Over a year ago, the English NHS contracted US-based “spy-tech” firm Palantir to build a national database in response to the Covid-19 pandemic. The NHS failed to produce details on data releases from the platform for a full 18 months.
Watchdogs have placed scrutiny on the English healthcare system for lack of transparency around the project. This is mainly because, alongside Palantir, it includes cloud giants Google, AWS, and Microsoft.
This August, Dr. Nicola Byrne, National Data Guardian for health and social care, published the 2020-2021 annual report (see page nine for discussion relating to Palantir). In it, she explained that the NHS had committed to issuing a full register of releases of data from the privately-run database.

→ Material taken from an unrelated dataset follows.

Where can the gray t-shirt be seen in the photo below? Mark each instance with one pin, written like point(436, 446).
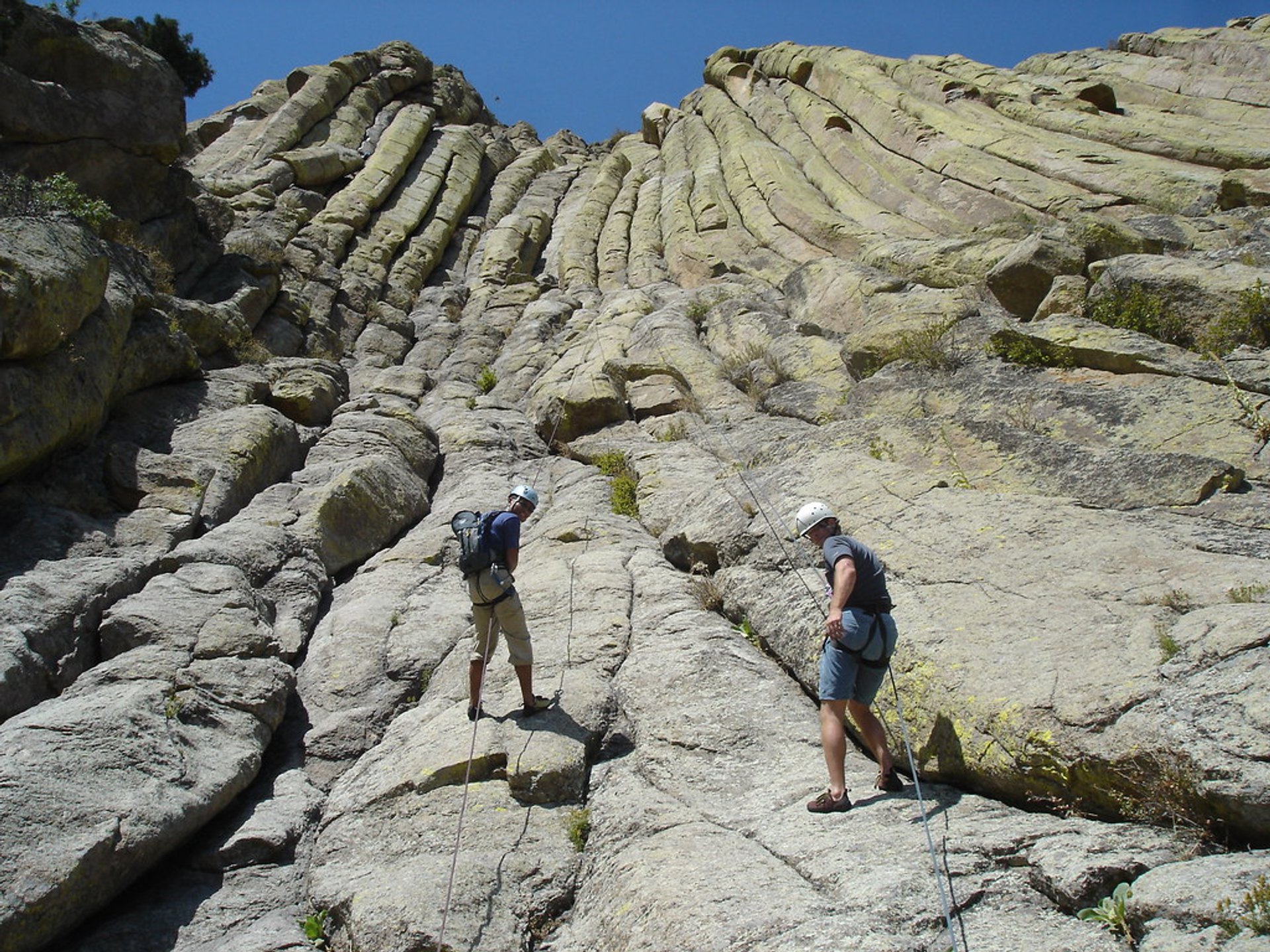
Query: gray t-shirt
point(870, 590)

The contract originally stipulated that Palantir would run the database for the duration of the pandemic. However, in December 2020, the UK Government signed a deal to allow the company control for two years without oversight or competition.

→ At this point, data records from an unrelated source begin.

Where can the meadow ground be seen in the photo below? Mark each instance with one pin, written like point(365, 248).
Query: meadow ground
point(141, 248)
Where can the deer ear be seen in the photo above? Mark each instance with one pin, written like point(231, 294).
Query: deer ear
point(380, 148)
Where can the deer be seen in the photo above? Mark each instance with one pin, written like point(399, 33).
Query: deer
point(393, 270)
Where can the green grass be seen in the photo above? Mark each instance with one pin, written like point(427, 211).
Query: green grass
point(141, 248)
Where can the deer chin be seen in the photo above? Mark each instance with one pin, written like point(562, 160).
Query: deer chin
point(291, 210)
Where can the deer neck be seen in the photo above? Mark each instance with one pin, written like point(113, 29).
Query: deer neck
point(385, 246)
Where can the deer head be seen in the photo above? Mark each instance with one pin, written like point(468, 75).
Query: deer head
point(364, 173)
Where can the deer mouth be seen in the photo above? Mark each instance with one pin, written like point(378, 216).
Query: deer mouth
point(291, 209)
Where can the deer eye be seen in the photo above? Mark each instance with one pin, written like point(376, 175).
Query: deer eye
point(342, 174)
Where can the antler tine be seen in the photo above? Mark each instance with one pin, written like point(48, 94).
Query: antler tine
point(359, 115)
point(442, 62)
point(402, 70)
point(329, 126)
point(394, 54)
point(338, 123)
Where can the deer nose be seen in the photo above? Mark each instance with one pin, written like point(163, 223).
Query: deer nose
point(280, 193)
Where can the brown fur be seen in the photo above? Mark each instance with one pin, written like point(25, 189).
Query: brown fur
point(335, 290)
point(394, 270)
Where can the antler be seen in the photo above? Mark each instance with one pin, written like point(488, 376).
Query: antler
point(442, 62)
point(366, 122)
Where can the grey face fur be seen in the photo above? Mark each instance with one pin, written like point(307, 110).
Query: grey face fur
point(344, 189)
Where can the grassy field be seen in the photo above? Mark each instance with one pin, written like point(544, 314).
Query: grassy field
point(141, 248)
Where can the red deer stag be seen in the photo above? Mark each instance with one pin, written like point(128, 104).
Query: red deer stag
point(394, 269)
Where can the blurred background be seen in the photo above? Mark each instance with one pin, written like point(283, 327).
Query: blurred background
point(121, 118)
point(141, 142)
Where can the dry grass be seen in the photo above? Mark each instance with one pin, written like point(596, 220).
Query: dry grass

Following a campaign for judicial review in March 2020, it was agreed that the scope of the database would not be expanded beyond Covid-19 without notifying the public.
The NHS has since released an admittedly thorough full register. It details who requested data, the legal basis for dissemination consistent with the GDPR, and more.
Skepticism Toward the Seeing Stone
Palantir has been responsible for creating custom solutions for digital profiling for agencies like the CIA and ICE. An aura of suspicion surrounds the duration of the firm’s contract with the NHS.
In discussion with The Register, members of NHS technical teams said they see little to no functionality in the Palantir solutions. At least not such that couldn’t be achieved with open-source data storage and analytical tools.
When the NHS finally released the register, some parties tempered their concerns. Although the system doesn’t pseudonymize all data, as many hoped.
Agencies use the information to identify infection hotspots and for other needs related to the pandemic. Looking at the register, it appears that is largely the case. However, a lack of transparency still exists in other areas. Chiefly, data requests have been denied with little to no reasoning given.
Access control is necessary, seeing as this is a specialized, and not a publicly available database. However, Palantir grants access at its discretion. This has caused some further concern. The release of the register is a positive step, but the NHS will need to do more going forward.